From either theoretical position the question of which animals we experiment on is irrelevant. Yet we ordinary folk do pay attention to such distinctions because we don't endorse either a systematically theorised human-first or all-sentient-beings-are-equal moral position. So we don't want experiments on primates, but also not on companion animals like cats and dogs. Primates are too similar to us - evolutionarily, physiologically, and cognitively - for it to seem right to sacrifice them without a very very good reason. Companion animals have been bred for millennia to love us. To put them through such a horror feels morally abhorrent - a betrayal. Yet it's hard to explain this to someone armed with a theory. They tend to sneer and say you're just being sentimental.
ConclusionMost people's moral lives are full of implicit contradictions, but this should not be mistaken for a great buzzing blooming confusion that should be swept away in the name of theoretical clarity and rigour. Moral theorising is a philosophical tool that is easily abused outside of academic inquiry.

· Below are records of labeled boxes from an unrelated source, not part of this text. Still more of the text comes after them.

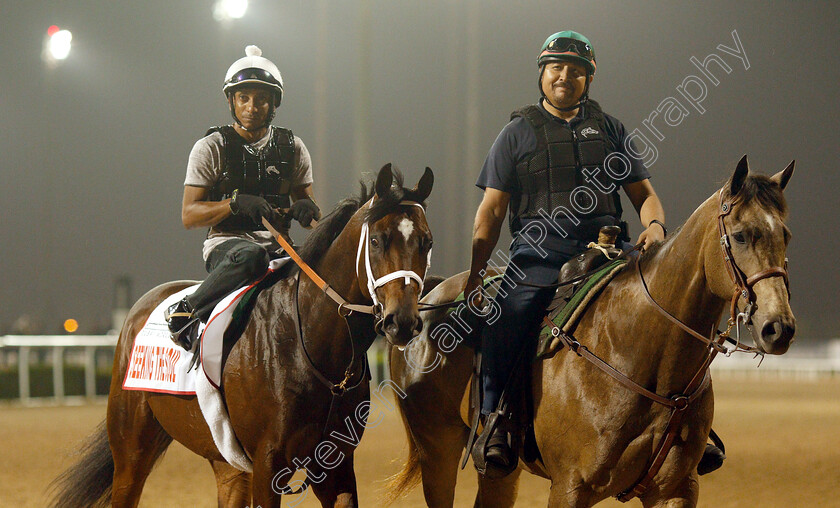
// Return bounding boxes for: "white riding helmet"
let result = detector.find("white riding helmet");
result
[222,45,283,104]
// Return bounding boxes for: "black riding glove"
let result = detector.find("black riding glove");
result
[230,192,274,224]
[288,198,321,228]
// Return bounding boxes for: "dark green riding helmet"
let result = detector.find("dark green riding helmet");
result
[537,30,595,76]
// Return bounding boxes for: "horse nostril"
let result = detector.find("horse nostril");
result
[414,318,423,337]
[761,321,782,342]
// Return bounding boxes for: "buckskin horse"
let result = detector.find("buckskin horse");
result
[52,164,434,508]
[389,156,795,507]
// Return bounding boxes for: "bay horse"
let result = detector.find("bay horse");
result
[51,164,434,508]
[389,156,795,507]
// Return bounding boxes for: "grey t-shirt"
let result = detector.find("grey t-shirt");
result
[184,125,312,260]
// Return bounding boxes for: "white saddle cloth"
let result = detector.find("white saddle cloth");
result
[123,257,290,472]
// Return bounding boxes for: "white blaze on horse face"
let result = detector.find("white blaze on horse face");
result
[397,217,414,242]
[764,212,778,231]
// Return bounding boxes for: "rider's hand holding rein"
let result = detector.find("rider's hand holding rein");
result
[230,191,274,224]
[623,180,666,250]
[288,196,321,228]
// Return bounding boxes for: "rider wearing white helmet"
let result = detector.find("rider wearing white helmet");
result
[166,46,321,349]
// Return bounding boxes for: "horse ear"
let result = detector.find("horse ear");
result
[414,167,435,201]
[770,160,796,190]
[374,162,394,198]
[729,155,750,196]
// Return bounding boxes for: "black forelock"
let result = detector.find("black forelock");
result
[298,168,426,265]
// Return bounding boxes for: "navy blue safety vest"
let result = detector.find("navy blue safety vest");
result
[510,100,621,230]
[206,125,295,231]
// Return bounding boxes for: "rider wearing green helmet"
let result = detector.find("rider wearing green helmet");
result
[464,30,665,476]
[537,30,596,111]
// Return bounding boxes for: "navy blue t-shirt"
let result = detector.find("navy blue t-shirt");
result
[476,98,650,248]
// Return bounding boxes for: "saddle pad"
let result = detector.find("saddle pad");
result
[123,257,290,395]
[536,259,627,360]
[123,284,204,395]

When we try to subsume the practical domain of morality into moral theory by clearly defining the principles that count and binding them together in certain fixed constellations, we excise a great deal of actual moral life. We forget our responsibility to get to grips with the actual moral complexity of real-life, and instead consider such issues in the straightforward simplified form revealed by looking at them through the narrow lens of a particular theoretical account. We lose our ability to articulate and incorporate concerns that don't fit easily into theoretical frameworks, like our moral sentiments, and we even lose our confidence that these sentiments count as moral ones at all. We find it harder to talk through our moral decisions with others in our moral community, as the requirements for public discourse become narrow and formal, and that reduces our own individual ability to think through moral issues.

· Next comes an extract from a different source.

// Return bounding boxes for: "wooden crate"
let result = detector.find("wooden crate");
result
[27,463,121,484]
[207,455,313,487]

Moral theory can play a helpful role in public life. For example it can identify important moral contradictions deserving of public reflection, such as between a shared commitment to the principle that 'All men are created equal' and institutions of slavery and misogyny. Here it functions as an open challenge to the public to reconcile its practises and moral self-understanding. Yet its crude use in the hands of activists can promote an unhelpfully closed and narrow - dogmatic - thinking on complex issues. At the same time, the authority provided by rigour and clarity means that theorists tend to dominate public debate and thereby exclude the non-theorised opinions of the great majority. The combination of these features leads all too readily to the institutionalisation of polarised political factions whose representatives demand that you choose a theory. The resulting democratic debate has little space in it for genuine public deliberation: the winning arguments are decided in terms of the number of followers ('votes'), not the quality of the moral reasoning.
Daniel Townsend has written a severely critical analysis of this essay over at The Townsend Acts. I've edited my original post slightly to clarify my argument in response to his points.